The Clinton administration on Friday awarded British Nuclear Fuels Inc. a $1.2 billion contract to process plutonium-contaminated waste at the Idaho National Engineering Laboratory so it can be shipped to a permanent dump in New Mexico.
The announcement of the contract by Energy Secretary Hazel O’Leary came 5-1/2 months ahead of the deadline required in the administration’s unprecedented 1995 nuclear waste deal with Idaho Gov. Phil Batt.
“This fits the letter and the spirit of the nuclear waste agreement,” said Batt, who won a hard-fought campaign in November for voter endorsement of the deal. The agreement permits dumping another 110 tons of radioactive waste at INEL over four decades, but also imposes a court-enforced timetable for cleaning up and removing most waste by 2035.
“You can speculate how much would have taken place without the agreement, but I don’t think there’s any doubt but that it expedited this,” Batt said.
Under the timetable, construction of the treatment plant must be completed by the end of 2002, with operations beginning three months later. INEL officials indicated those dates could be moved forward several months.
The plant will create 500 jobs in construction and 150 jobs afterward. It will treat plutonium-contaminated waste - tools, clothing, gloves and other material mostly from the closed Rocky Flats bomb trigger factory in Colorado - so it meets storage criteria at the Waste Isolation Pilot Plant in New Mexico. Among other things, the material is reduced to a tenth of its current volume.
The first shipments of that waste from INEL to New Mexico must occur by May 1999 under the Batt deal, although the federal government plans to have the permanent dump open a year or more earlier.

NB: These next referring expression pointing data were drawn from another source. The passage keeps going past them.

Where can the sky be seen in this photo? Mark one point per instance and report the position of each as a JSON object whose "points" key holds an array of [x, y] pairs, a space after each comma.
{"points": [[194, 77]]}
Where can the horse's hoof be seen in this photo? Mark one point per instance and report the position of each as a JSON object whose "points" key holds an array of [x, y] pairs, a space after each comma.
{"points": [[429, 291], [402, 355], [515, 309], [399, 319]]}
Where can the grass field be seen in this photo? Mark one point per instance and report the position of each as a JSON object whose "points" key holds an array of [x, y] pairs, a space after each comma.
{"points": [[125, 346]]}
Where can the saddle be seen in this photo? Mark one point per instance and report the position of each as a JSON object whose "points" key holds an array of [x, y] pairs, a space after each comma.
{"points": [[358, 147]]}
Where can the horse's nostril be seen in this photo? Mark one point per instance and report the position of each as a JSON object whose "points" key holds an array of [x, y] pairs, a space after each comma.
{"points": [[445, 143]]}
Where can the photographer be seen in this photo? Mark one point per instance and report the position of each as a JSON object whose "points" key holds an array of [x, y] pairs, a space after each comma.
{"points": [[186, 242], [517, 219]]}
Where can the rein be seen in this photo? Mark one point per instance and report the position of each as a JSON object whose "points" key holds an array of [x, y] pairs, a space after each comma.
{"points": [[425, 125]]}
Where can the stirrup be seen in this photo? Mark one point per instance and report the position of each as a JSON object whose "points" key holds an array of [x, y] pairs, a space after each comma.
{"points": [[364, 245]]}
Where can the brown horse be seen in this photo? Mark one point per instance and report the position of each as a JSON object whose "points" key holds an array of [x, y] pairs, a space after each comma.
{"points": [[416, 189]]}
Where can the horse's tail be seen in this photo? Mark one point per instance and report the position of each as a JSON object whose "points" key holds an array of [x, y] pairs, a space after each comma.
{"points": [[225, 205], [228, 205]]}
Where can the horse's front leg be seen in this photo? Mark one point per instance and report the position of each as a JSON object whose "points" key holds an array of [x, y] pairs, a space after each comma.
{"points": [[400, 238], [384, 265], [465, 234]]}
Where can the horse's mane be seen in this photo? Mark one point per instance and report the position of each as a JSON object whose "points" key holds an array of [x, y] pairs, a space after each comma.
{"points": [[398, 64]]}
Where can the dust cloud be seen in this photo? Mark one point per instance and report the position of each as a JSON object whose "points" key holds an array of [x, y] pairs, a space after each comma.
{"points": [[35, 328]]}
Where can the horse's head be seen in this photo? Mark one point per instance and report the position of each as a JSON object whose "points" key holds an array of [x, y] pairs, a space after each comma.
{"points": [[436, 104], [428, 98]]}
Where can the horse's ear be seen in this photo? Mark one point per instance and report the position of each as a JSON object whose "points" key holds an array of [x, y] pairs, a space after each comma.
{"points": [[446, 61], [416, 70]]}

Batt said O’Leary’s announcement validates the voter’s decision to back his agreement.
“Had the electorate overturned the agreement, given the budget pressures that now exist in Washington, D.C., it’s likely this facility may have been delayed for many years, decades maybe,” the governor said.
“I think we can now move from whether the agreement was wise for Idaho to how it can be implemented for Idaho,” Batt said.
As part of the contract with British Nuclear Fuels, Morrison Knudsen Corp. in Boise will handle some $200 million in engineering and construction.
The governor’s deal requires that all 65,000 cubic meters of plutonium-contaminated waste in eastern Idaho be shipped to New Mexico by the end of 2018. That is about 70 percent of the nation’s stockpile. The rest can be brought in for processing, but must be shipped out of Idaho within six months.
Batt said his staff is working on a plan for monitoring his agreement “to make sure we don’t let anything slip through the cracks. So far, the only timelines involved have been observed ahead of time, so I’m confident the department’s doing its best implementing it.”